彼女にとって、塙山キャバレーは唯一の憩いの場。日々の悲しみを「京子」ママに訴え、ママが歌うことで癒やされていた。ここには、画面に収まり切らないほどの人生があるのだ。

きっかけはのぼるちゃん…書きつづったメモを書籍化へ

そして現在、山本氏は、これまで7年取材して来た「塙山キャバレー」を書籍にまとめようとしている。
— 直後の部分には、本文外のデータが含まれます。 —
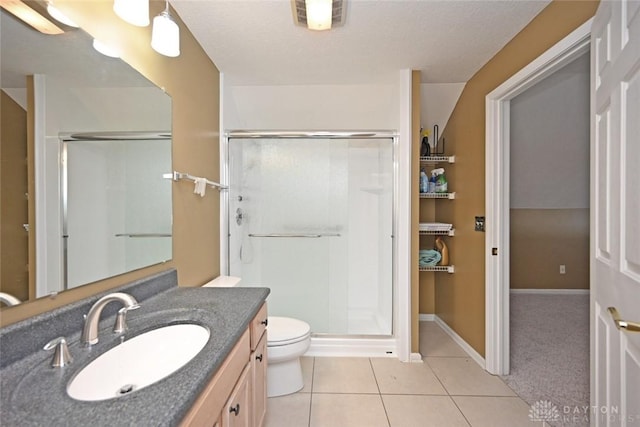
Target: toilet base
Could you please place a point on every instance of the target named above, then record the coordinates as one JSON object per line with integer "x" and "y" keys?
{"x": 284, "y": 377}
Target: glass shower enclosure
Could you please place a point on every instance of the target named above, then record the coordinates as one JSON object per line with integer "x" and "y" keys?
{"x": 311, "y": 217}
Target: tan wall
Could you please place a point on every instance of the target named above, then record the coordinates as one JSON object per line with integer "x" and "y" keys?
{"x": 541, "y": 240}
{"x": 192, "y": 80}
{"x": 14, "y": 278}
{"x": 460, "y": 296}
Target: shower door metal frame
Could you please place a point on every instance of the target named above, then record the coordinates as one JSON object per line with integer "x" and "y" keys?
{"x": 225, "y": 216}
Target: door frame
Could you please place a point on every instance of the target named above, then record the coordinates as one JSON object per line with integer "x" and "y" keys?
{"x": 497, "y": 173}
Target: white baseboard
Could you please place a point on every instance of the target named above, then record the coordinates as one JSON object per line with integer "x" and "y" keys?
{"x": 551, "y": 291}
{"x": 415, "y": 358}
{"x": 352, "y": 347}
{"x": 462, "y": 343}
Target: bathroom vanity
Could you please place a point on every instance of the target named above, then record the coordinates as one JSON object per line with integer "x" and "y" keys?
{"x": 222, "y": 385}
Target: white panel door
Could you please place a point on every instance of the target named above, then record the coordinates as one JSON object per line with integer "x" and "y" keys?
{"x": 615, "y": 214}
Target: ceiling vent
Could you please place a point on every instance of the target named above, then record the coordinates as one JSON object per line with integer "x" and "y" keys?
{"x": 299, "y": 8}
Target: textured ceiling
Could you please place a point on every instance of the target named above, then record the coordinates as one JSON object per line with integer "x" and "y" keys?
{"x": 255, "y": 42}
{"x": 69, "y": 55}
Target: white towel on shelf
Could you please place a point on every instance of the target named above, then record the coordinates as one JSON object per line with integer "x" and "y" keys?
{"x": 200, "y": 186}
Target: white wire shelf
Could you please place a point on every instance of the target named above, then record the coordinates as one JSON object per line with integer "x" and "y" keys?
{"x": 451, "y": 232}
{"x": 437, "y": 159}
{"x": 449, "y": 196}
{"x": 441, "y": 268}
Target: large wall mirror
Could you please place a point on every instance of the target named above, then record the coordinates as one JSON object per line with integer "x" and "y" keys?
{"x": 99, "y": 161}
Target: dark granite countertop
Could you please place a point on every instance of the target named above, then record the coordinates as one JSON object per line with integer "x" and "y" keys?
{"x": 34, "y": 394}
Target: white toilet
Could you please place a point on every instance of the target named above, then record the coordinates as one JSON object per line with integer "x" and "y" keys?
{"x": 287, "y": 340}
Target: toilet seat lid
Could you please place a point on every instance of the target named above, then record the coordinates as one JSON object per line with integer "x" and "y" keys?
{"x": 282, "y": 329}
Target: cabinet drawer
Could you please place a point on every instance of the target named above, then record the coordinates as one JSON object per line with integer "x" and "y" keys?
{"x": 258, "y": 326}
{"x": 208, "y": 406}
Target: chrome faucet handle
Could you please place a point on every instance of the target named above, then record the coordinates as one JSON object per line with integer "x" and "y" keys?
{"x": 61, "y": 355}
{"x": 121, "y": 319}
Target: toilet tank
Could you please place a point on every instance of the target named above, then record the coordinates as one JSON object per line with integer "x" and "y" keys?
{"x": 223, "y": 282}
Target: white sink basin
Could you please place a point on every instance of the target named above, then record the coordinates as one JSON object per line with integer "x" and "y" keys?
{"x": 138, "y": 362}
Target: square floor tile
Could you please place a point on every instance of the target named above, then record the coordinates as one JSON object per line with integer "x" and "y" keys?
{"x": 423, "y": 411}
{"x": 291, "y": 410}
{"x": 435, "y": 342}
{"x": 463, "y": 376}
{"x": 396, "y": 377}
{"x": 495, "y": 411}
{"x": 343, "y": 375}
{"x": 347, "y": 410}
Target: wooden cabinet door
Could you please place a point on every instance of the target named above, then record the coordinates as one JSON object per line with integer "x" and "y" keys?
{"x": 259, "y": 382}
{"x": 238, "y": 412}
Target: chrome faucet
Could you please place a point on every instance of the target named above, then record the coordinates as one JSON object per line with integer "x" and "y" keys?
{"x": 90, "y": 330}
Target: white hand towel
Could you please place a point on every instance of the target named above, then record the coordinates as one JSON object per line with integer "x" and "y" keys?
{"x": 200, "y": 186}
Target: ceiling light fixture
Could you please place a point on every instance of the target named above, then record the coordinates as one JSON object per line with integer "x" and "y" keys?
{"x": 30, "y": 16}
{"x": 165, "y": 35}
{"x": 55, "y": 13}
{"x": 135, "y": 12}
{"x": 318, "y": 15}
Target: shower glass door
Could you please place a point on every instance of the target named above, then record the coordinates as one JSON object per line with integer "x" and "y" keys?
{"x": 312, "y": 220}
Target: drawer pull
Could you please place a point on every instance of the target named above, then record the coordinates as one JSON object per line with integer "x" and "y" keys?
{"x": 235, "y": 409}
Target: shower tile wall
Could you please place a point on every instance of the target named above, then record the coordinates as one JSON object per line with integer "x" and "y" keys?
{"x": 340, "y": 285}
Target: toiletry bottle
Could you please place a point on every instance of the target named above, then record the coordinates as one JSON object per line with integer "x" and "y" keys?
{"x": 424, "y": 181}
{"x": 432, "y": 183}
{"x": 444, "y": 251}
{"x": 441, "y": 181}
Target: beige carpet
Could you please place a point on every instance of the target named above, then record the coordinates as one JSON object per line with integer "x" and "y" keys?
{"x": 550, "y": 352}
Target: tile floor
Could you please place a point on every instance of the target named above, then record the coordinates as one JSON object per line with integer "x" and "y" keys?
{"x": 448, "y": 389}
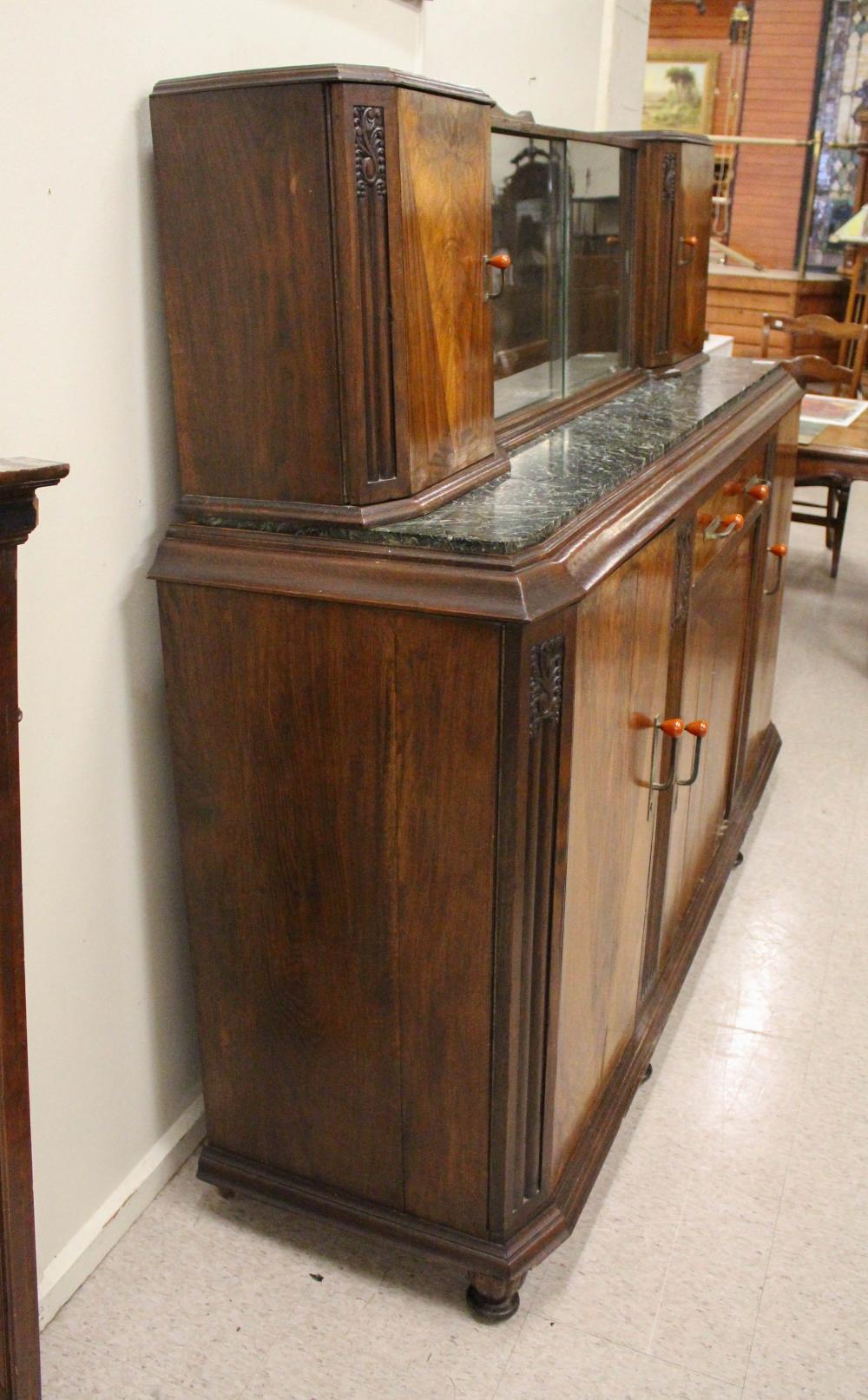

「いつも取材を終えた後にカウンターで焼酎を飲みながら、ママたちの人生の細部をポツリポツリ聞いていたのですが、それがあまりにも面白くて、メモをちょこちょこ取っていたんです。例えば、『めぐみ』のママが17歳で温泉芸者として売られてから子連れで塙山キャバレーに現れるまでの10年とか、『ふじ』のママが元夫に取られた2歳の息子を執念で取り返すまでの15年とか、太平洋戦争中、日立製作所を狙った爆弾の雨をかいくぐって生き抜いた『京子』のママですが、そのお父さんが実は大相撲の力士だったとか、どれも本当に奇想天外で切なくて悲しくて、でもほっこりもしたりして…」

そして書籍を出すきっかけになったのは、2022年に亡くなった常連客・のぼるちゃんだった。彼はかつて塙山キャバレーでラーメン店を営んでいたが、火事を起こして隣4軒が延焼。その後は脳梗塞の後遺症もあって生活保護を受け、自宅アパート周辺の草むしりと、店で1杯のビールを楽しむ日々を送っていた、『ザ・ノンフィクション』の本シリーズの中でも印象深い登場人物の一人だ。

「のぼるちゃんが亡くなる前、虫の知らせなのか、僕はなぜか、この人の人生をもっと知らなければならない、と思って、ビールを抱えて何度もアパートを訪ね、彼の奇妙な生い立ちや20以上の職歴、結婚まで考えた大恋愛話などを聞き続けたんです。聞けば聞くほど、のぼるちゃんは世の中では“不幸”とされるあらゆる出来事を経験していたのですが、それでもにこやかにユーモアを持って話してくれることが不思議で、のめり込みました」

のぼるちゃんに「なんでそったらことまで知りてえんだ?」と聞かれ、「いつか書き残したい」と告げると、「お前さんも変わった男だなあ」と、笑いながら話を継いでくれたという。それらを書きつづったメモ帳が10冊ほどまで溜まり、何か形にしたいと思っていたところに、出版社から声がかかった。

塙山キャバレーの取材は今後も続けていく中で、「まずは書籍という形で、今年度中に世に出す予定です」とのことだ。

  • 山本草介ディレクター

    山本草介ディレクター

●山本草介
1976年生まれ、東京都出身。早稲田大学卒業。映像作家。最新作はドキュメンタリー映画『医の倫理と戦争』。TV番組としては『ザ・ノンフィクション』のほか、『プロフェッショナル 仕事の流儀』(NHK)、『情熱大陸』(MBS)といった番組を演出。21年、初の著書『一八〇秒の熱量』(双葉社)が、第52回大宅壮一ノンフィクション賞・第20回新潮ドキュメント賞の候補作に選ばれた。